Como é o Natal em sua casa? “É com a família, todos juntos. É muito bom. Comemos tudo. O bacalhau, o feijão, o grão. É um Natal muito tradicional”, descreve.
Rosa tem 34 anos. Foi mãe muito jovem, com apenas 15 anos. Talvez, por isso, seja mais difícil não poder acompanhar o filho numa quadra tão importante como esta: “É muito difícil passar o Natal na prisão. São dias em que a gente chora muito, porque estamos afastados daquilo que mais adoramos na vida, que são os nossos filhos. Para mim, é uma dor muito grande, muito forte. A melhor coisa que me podia ter acontecido na vida foi ir a casa no Natal. Foi a melhor prenda de Natal, porque já foram sete Natais aqui dentro. Pensava muito na minha família. Estamos fechadas e choramos muito na cela. É muito difícil, mas este ano vai ser diferente, se Deus Nosso Senhor quiser”.
Rosa tem ainda mais três anos de pena de prisão pela frente, ou seja, mais três Natais.

A ceia na prisão
Para quem não tem a sorte de ir a casa pelo Natal, a direcção do Estabelecimento Prisional Feminino de Santa Cruz do Bispo prepara uma ceia de Natal mais elaborada com tudo o que é tradicional, desde o bacalhau cozido às rabanadas, os chamados “mimos de Natal”.
“Nessa altura, há mais cuidado até a por as mesas no refeitório, mais cuidado na decoração. Este ano venho cá conviver um bocadinho com elas. Trabalhei 23 anos no Estabelecimento Prisional do Porto, onde ia sempre no Natal. Aqui obviamente vou fazer igual”, assegura.
Fernanda Barbosa abdicará, então, de um pouco do seu tempo com a família para partilhá-lo com as reclusas: “Para mim, acho que é o período mais difícil, porque custa-me sempre ver as pessoas presas numa noite destas, que é uma noite com muito significado. Comovo-me muito, mas, ao mesmo tempo, sinto-me muito gratificada”.
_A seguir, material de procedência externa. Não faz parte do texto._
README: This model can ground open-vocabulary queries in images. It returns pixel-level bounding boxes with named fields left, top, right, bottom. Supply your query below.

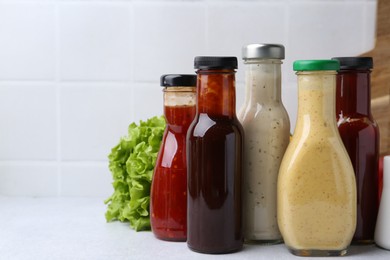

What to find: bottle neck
left=336, top=70, right=371, bottom=117
left=245, top=59, right=282, bottom=104
left=164, top=87, right=196, bottom=129
left=197, top=70, right=236, bottom=118
left=297, top=71, right=336, bottom=129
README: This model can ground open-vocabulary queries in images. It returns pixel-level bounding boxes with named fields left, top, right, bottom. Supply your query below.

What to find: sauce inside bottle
left=150, top=75, right=196, bottom=241
left=277, top=60, right=356, bottom=256
left=333, top=57, right=379, bottom=244
left=187, top=57, right=243, bottom=254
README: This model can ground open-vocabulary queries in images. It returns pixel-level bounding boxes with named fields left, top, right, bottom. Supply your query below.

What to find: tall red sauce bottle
left=333, top=57, right=379, bottom=244
left=187, top=56, right=244, bottom=254
left=150, top=74, right=196, bottom=241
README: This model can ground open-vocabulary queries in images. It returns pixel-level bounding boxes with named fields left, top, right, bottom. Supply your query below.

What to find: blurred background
left=0, top=0, right=380, bottom=197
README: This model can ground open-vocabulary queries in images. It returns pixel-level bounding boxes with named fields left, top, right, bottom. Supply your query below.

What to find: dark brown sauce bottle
left=333, top=57, right=379, bottom=244
left=187, top=57, right=243, bottom=254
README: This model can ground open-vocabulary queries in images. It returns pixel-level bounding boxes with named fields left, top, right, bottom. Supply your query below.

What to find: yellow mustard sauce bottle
left=277, top=60, right=356, bottom=256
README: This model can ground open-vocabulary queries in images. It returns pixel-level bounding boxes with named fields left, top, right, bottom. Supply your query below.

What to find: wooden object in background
left=360, top=0, right=390, bottom=155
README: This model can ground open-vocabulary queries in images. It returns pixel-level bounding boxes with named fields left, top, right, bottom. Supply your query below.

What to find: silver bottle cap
left=242, top=43, right=284, bottom=60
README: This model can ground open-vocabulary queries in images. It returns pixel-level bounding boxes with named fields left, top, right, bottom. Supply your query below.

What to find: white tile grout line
left=55, top=2, right=62, bottom=196
left=128, top=3, right=136, bottom=121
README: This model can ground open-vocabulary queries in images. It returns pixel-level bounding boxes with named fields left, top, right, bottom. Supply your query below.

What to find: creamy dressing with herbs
left=238, top=60, right=290, bottom=243
left=278, top=72, right=356, bottom=250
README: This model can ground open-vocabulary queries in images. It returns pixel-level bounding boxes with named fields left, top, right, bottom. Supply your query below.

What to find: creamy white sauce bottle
left=238, top=44, right=290, bottom=244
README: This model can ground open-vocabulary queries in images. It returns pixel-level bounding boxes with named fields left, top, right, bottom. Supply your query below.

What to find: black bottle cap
left=332, top=57, right=374, bottom=70
left=160, top=74, right=196, bottom=87
left=194, top=56, right=237, bottom=70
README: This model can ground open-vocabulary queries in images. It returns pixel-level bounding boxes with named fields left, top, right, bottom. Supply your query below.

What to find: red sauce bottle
left=150, top=74, right=196, bottom=241
left=333, top=57, right=379, bottom=244
left=187, top=57, right=243, bottom=254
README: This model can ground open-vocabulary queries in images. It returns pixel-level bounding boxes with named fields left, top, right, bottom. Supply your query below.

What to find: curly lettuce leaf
left=105, top=116, right=165, bottom=231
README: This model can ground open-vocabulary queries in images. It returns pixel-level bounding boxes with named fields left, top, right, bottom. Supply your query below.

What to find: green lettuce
left=104, top=116, right=165, bottom=231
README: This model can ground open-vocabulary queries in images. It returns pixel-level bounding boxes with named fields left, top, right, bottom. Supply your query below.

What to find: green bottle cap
left=293, top=60, right=340, bottom=71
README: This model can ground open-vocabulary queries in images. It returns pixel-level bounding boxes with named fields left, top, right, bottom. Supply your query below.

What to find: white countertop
left=0, top=196, right=390, bottom=260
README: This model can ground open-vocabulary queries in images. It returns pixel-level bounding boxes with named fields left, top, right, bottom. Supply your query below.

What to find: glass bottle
left=238, top=44, right=290, bottom=244
left=150, top=74, right=196, bottom=241
left=187, top=56, right=244, bottom=254
left=333, top=57, right=379, bottom=244
left=375, top=155, right=390, bottom=250
left=278, top=60, right=356, bottom=256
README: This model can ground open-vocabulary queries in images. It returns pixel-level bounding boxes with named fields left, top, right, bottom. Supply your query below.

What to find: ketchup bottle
left=333, top=57, right=379, bottom=244
left=187, top=56, right=244, bottom=254
left=150, top=74, right=196, bottom=241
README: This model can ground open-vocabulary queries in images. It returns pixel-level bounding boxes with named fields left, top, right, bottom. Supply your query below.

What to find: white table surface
left=0, top=196, right=390, bottom=260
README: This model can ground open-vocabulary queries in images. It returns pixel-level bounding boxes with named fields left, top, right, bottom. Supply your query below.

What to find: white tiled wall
left=0, top=0, right=377, bottom=197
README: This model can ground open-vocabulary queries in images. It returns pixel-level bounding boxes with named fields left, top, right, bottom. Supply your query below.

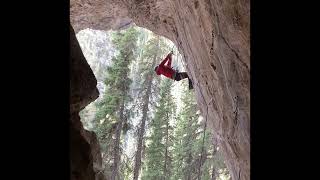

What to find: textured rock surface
left=70, top=24, right=104, bottom=180
left=70, top=0, right=250, bottom=180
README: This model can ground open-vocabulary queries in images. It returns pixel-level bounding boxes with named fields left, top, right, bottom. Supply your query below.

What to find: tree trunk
left=163, top=112, right=169, bottom=180
left=133, top=74, right=153, bottom=180
left=211, top=167, right=217, bottom=180
left=133, top=38, right=159, bottom=180
left=111, top=102, right=124, bottom=180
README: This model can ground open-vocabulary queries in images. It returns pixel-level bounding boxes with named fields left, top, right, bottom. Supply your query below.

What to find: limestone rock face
left=70, top=0, right=250, bottom=180
left=69, top=24, right=104, bottom=180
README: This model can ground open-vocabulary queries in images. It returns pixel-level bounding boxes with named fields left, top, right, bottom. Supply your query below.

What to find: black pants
left=174, top=72, right=193, bottom=89
left=174, top=72, right=189, bottom=81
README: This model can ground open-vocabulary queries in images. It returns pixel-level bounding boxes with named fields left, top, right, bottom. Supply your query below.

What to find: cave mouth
left=76, top=25, right=230, bottom=179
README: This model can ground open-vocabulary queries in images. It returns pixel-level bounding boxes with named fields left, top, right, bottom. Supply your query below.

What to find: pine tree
left=142, top=79, right=175, bottom=180
left=133, top=36, right=174, bottom=180
left=172, top=82, right=199, bottom=180
left=95, top=28, right=138, bottom=180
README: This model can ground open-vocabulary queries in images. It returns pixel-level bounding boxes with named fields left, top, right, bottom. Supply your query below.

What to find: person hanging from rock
left=154, top=51, right=193, bottom=89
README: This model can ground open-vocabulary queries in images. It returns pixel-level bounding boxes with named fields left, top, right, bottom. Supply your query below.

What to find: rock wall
left=69, top=24, right=105, bottom=180
left=70, top=0, right=250, bottom=180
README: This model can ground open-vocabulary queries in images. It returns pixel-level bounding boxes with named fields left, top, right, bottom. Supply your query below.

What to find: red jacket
left=156, top=54, right=175, bottom=79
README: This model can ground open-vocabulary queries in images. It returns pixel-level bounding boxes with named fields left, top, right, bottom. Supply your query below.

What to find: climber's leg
left=174, top=72, right=189, bottom=81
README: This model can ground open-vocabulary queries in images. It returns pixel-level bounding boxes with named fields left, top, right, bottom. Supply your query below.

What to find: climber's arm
left=159, top=53, right=172, bottom=67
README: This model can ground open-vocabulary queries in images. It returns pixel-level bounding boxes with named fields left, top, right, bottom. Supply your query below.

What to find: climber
left=154, top=51, right=193, bottom=89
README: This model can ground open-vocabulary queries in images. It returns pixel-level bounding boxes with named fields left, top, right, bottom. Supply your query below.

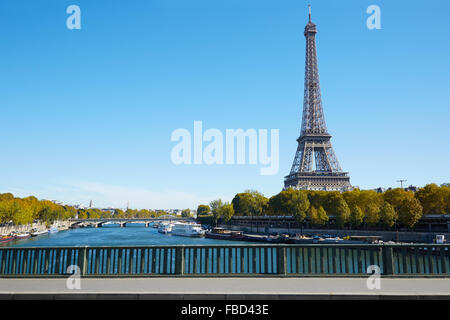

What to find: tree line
left=0, top=193, right=77, bottom=225
left=0, top=193, right=191, bottom=225
left=197, top=184, right=450, bottom=228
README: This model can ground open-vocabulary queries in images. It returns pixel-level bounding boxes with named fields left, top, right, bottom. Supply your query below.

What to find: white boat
left=172, top=223, right=205, bottom=237
left=14, top=232, right=31, bottom=239
left=31, top=230, right=48, bottom=237
left=158, top=222, right=175, bottom=234
left=48, top=227, right=59, bottom=233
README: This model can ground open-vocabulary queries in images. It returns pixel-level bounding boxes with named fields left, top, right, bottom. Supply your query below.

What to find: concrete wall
left=221, top=225, right=450, bottom=243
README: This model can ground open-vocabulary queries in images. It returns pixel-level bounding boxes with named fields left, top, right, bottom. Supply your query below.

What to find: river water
left=0, top=224, right=249, bottom=247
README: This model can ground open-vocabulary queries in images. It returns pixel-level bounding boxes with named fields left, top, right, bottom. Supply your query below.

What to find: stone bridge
left=69, top=215, right=195, bottom=228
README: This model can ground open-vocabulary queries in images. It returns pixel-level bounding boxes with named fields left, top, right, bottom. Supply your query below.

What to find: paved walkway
left=0, top=278, right=450, bottom=299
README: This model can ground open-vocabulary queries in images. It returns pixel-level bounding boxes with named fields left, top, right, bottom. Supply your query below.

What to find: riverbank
left=220, top=225, right=450, bottom=243
left=0, top=220, right=70, bottom=235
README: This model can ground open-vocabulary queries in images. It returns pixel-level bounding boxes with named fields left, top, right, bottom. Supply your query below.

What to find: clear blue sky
left=0, top=0, right=450, bottom=208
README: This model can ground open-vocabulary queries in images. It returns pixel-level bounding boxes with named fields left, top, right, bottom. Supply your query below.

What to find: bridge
left=69, top=215, right=195, bottom=228
left=0, top=244, right=450, bottom=300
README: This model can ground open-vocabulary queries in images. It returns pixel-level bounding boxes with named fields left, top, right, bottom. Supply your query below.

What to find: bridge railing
left=0, top=244, right=450, bottom=277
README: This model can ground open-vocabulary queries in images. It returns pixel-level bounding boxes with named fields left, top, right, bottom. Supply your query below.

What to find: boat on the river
left=158, top=222, right=175, bottom=234
left=0, top=235, right=15, bottom=243
left=205, top=227, right=244, bottom=241
left=172, top=223, right=205, bottom=237
left=48, top=227, right=59, bottom=233
left=14, top=232, right=31, bottom=239
left=30, top=229, right=48, bottom=237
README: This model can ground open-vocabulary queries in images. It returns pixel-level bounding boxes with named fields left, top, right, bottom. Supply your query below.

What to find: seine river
left=0, top=224, right=249, bottom=247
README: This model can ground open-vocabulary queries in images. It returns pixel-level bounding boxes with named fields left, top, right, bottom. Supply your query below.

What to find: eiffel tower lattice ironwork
left=284, top=8, right=352, bottom=191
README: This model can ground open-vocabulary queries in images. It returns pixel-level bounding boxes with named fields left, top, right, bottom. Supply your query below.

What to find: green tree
left=197, top=204, right=211, bottom=216
left=181, top=209, right=191, bottom=218
left=325, top=192, right=350, bottom=228
left=349, top=205, right=364, bottom=227
left=398, top=198, right=423, bottom=228
left=383, top=188, right=414, bottom=210
left=308, top=206, right=329, bottom=226
left=380, top=201, right=398, bottom=228
left=268, top=188, right=310, bottom=222
left=232, top=190, right=268, bottom=216
left=414, top=183, right=450, bottom=214
left=114, top=209, right=125, bottom=219
left=209, top=199, right=223, bottom=225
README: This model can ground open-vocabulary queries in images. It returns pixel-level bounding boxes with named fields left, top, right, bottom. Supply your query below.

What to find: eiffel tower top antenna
left=308, top=4, right=311, bottom=22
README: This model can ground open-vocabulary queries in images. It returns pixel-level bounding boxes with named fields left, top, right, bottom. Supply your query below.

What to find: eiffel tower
left=284, top=6, right=352, bottom=191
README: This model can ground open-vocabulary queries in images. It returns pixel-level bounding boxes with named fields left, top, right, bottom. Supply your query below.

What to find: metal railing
left=0, top=244, right=450, bottom=277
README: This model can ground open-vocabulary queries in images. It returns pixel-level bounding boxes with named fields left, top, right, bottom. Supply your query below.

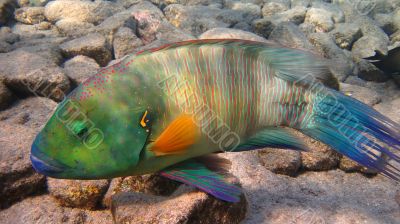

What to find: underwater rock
left=113, top=27, right=143, bottom=59
left=262, top=2, right=289, bottom=17
left=199, top=28, right=268, bottom=42
left=269, top=22, right=314, bottom=50
left=304, top=8, right=335, bottom=32
left=0, top=79, right=14, bottom=110
left=14, top=7, right=46, bottom=24
left=111, top=178, right=247, bottom=224
left=64, top=55, right=100, bottom=85
left=224, top=151, right=400, bottom=224
left=0, top=50, right=70, bottom=100
left=257, top=149, right=301, bottom=176
left=60, top=33, right=112, bottom=66
left=103, top=174, right=181, bottom=208
left=55, top=18, right=94, bottom=37
left=0, top=97, right=57, bottom=130
left=95, top=9, right=138, bottom=44
left=296, top=132, right=341, bottom=171
left=0, top=0, right=17, bottom=26
left=0, top=121, right=45, bottom=209
left=164, top=4, right=230, bottom=36
left=330, top=23, right=362, bottom=50
left=47, top=178, right=109, bottom=209
left=45, top=0, right=125, bottom=24
left=0, top=195, right=112, bottom=224
left=340, top=83, right=382, bottom=106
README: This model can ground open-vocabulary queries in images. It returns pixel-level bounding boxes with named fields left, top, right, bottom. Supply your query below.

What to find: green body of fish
left=32, top=40, right=399, bottom=202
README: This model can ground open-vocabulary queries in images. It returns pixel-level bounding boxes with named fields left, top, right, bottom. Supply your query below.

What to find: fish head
left=31, top=72, right=155, bottom=179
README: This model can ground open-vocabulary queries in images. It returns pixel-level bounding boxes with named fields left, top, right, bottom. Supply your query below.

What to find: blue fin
left=233, top=127, right=307, bottom=152
left=160, top=161, right=242, bottom=202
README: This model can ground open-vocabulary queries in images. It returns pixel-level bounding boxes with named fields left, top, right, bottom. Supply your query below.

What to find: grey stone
left=0, top=0, right=17, bottom=26
left=55, top=18, right=94, bottom=37
left=14, top=7, right=46, bottom=24
left=0, top=79, right=14, bottom=111
left=352, top=35, right=388, bottom=58
left=228, top=2, right=261, bottom=22
left=0, top=121, right=45, bottom=209
left=312, top=1, right=345, bottom=23
left=199, top=28, right=267, bottom=42
left=60, top=33, right=112, bottom=66
left=0, top=97, right=57, bottom=132
left=257, top=149, right=301, bottom=176
left=0, top=195, right=113, bottom=224
left=95, top=9, right=136, bottom=44
left=269, top=22, right=314, bottom=50
left=111, top=175, right=247, bottom=224
left=340, top=83, right=382, bottom=106
left=262, top=2, right=289, bottom=17
left=0, top=50, right=70, bottom=100
left=113, top=27, right=143, bottom=59
left=224, top=151, right=400, bottom=224
left=45, top=0, right=125, bottom=24
left=47, top=178, right=109, bottom=210
left=374, top=13, right=400, bottom=35
left=64, top=55, right=100, bottom=84
left=330, top=23, right=362, bottom=50
left=164, top=4, right=229, bottom=36
left=356, top=59, right=389, bottom=82
left=304, top=8, right=335, bottom=32
left=103, top=174, right=181, bottom=208
left=308, top=33, right=354, bottom=81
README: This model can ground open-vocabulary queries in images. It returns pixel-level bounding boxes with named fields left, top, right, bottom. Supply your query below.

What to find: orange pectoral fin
left=150, top=115, right=200, bottom=156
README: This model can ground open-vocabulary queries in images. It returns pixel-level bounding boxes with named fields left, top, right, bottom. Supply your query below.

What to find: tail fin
left=301, top=88, right=400, bottom=181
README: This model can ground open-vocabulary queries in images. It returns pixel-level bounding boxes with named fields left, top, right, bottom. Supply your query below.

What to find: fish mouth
left=30, top=144, right=68, bottom=177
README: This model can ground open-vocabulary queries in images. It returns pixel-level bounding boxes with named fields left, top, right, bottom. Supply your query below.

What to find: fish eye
left=71, top=121, right=88, bottom=138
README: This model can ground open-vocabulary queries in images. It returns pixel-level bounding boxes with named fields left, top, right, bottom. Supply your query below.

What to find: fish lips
left=30, top=143, right=68, bottom=177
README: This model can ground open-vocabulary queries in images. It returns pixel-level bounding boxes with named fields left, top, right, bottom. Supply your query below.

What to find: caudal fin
left=301, top=89, right=400, bottom=181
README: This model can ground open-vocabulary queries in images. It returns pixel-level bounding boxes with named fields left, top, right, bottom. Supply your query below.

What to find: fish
left=30, top=39, right=400, bottom=202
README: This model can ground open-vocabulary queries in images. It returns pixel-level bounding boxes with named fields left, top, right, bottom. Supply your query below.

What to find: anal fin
left=233, top=127, right=308, bottom=152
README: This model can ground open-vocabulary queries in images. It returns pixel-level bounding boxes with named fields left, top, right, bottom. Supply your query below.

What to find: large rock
left=103, top=174, right=180, bottom=208
left=14, top=7, right=46, bottom=24
left=0, top=79, right=14, bottom=111
left=0, top=195, right=113, bottom=224
left=305, top=8, right=335, bottom=32
left=199, top=28, right=267, bottom=42
left=113, top=27, right=143, bottom=59
left=111, top=177, right=247, bottom=224
left=0, top=122, right=45, bottom=209
left=252, top=6, right=307, bottom=38
left=64, top=55, right=100, bottom=85
left=308, top=33, right=354, bottom=81
left=47, top=178, right=109, bottom=209
left=130, top=2, right=196, bottom=43
left=340, top=83, right=382, bottom=106
left=352, top=36, right=388, bottom=58
left=0, top=97, right=57, bottom=131
left=331, top=23, right=362, bottom=50
left=164, top=4, right=229, bottom=36
left=224, top=151, right=400, bottom=224
left=269, top=22, right=314, bottom=50
left=60, top=33, right=112, bottom=66
left=0, top=50, right=70, bottom=100
left=45, top=0, right=124, bottom=24
left=55, top=18, right=94, bottom=37
left=258, top=149, right=301, bottom=176
left=95, top=8, right=137, bottom=44
left=0, top=0, right=17, bottom=26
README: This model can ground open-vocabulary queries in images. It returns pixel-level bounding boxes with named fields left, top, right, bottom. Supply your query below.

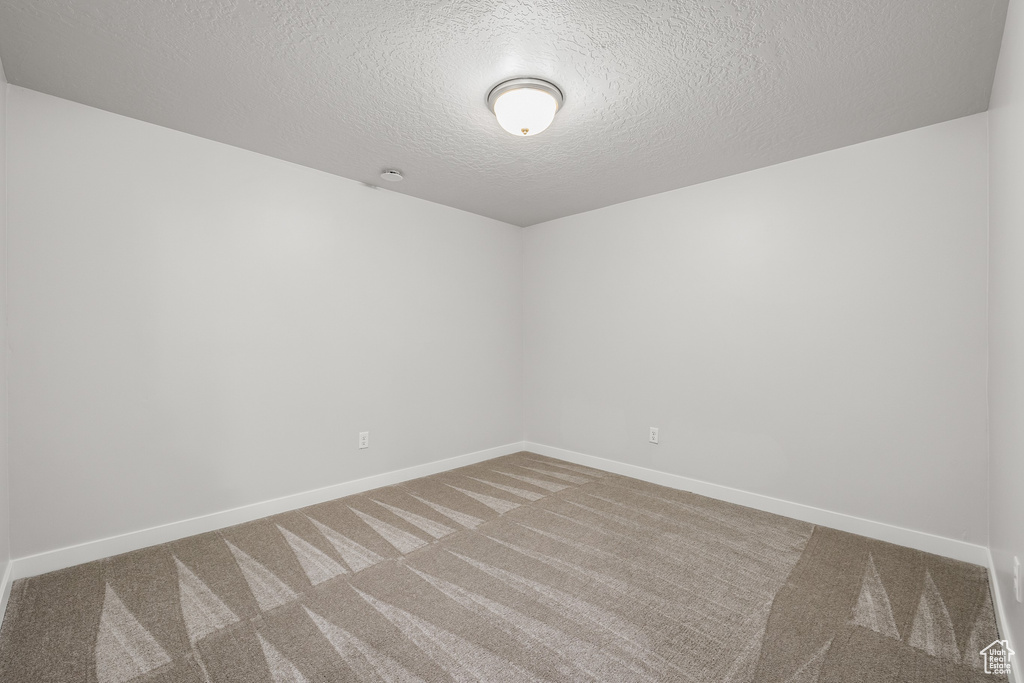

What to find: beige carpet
left=0, top=453, right=1004, bottom=683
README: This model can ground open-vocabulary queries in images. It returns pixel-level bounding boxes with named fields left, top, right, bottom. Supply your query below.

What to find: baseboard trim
left=988, top=550, right=1024, bottom=683
left=9, top=441, right=523, bottom=581
left=0, top=561, right=14, bottom=626
left=523, top=441, right=989, bottom=566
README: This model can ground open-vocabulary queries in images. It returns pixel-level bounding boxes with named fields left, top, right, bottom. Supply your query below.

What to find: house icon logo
left=981, top=640, right=1014, bottom=676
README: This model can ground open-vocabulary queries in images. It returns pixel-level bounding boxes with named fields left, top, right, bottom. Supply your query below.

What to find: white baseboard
left=988, top=550, right=1024, bottom=683
left=523, top=441, right=989, bottom=566
left=12, top=441, right=523, bottom=581
left=0, top=561, right=14, bottom=625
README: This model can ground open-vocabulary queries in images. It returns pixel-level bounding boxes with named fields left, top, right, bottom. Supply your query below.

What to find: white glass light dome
left=487, top=78, right=563, bottom=137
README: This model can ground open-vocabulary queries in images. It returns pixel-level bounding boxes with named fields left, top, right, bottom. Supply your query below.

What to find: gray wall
left=8, top=86, right=522, bottom=557
left=0, top=57, right=11, bottom=581
left=988, top=0, right=1024, bottom=657
left=524, top=114, right=988, bottom=545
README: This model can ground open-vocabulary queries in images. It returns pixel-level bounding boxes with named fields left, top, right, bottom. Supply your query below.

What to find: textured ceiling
left=0, top=0, right=1007, bottom=225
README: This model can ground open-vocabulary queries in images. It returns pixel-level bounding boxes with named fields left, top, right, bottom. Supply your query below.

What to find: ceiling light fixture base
left=487, top=78, right=565, bottom=112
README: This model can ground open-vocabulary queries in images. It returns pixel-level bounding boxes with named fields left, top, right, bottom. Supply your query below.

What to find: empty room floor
left=0, top=453, right=1005, bottom=683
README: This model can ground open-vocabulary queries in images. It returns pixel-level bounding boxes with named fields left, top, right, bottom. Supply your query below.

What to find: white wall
left=988, top=0, right=1024, bottom=657
left=8, top=86, right=522, bottom=557
left=0, top=57, right=11, bottom=581
left=524, top=114, right=988, bottom=544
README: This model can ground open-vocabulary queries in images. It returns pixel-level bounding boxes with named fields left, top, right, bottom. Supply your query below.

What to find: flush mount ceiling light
left=487, top=78, right=563, bottom=137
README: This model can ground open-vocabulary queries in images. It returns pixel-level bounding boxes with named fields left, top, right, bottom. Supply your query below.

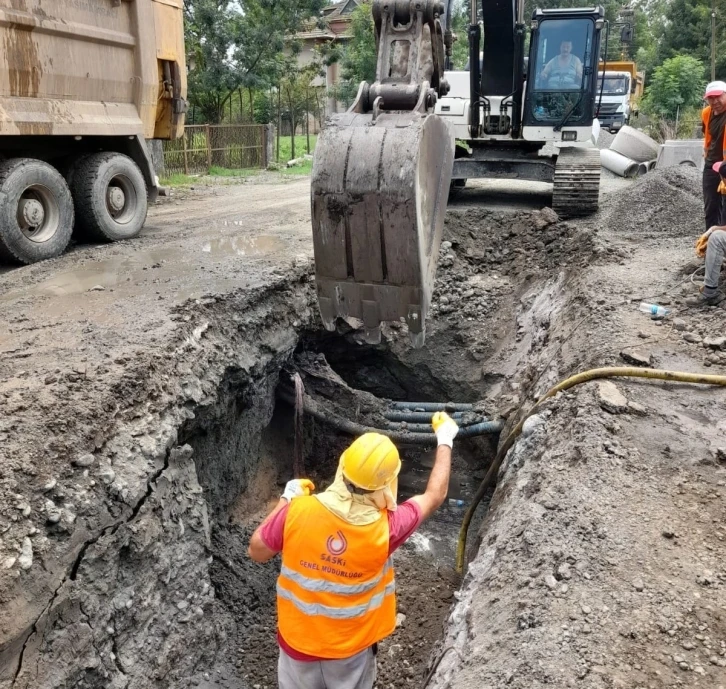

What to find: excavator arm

Das 254 reclusas, apenas 46 terão a oportunidade de celebrar o Natal em casa. “Para irem a casa, elas têm que ter cumprido já um quarto da pena. Candidatam-se a beneficiar de uma medida de flexibilização de pena. As candidaturas vão a Conselho. Se o Sr. Dr. Juiz achar que a nossa exposição é consentânea com as normas que a lei diz, defere a saída precária. Depois há outro tipo de saídas. Há saídas de 48 horas de reclusas que já beneficiaram de saída precária. Essa concessão é dada pelo director do estabelecimento e pelo Conselho Técnico”, esclarece Fernanda Barbosa.

Festa de Natal
Como todos os anos, o Estabelecimento Prisional Feminino de Santa Cruz do Bispo promove a Festa de Natal.
Este ano, a iniciativa teve lugar na passada quinta-feira e contou com a presença de um grupo de elementos da Academia de Música de Espinho.
Seguiram-se as actuações da chamada “prata da casa”. Um grupo de reclusas mostrou o que vale na dança cigana, música brasileira, bachata, hip-hop e kizomba. O público não aguenta estar sentado. Levanta-se e acompanha com palmas os ritmos quentes.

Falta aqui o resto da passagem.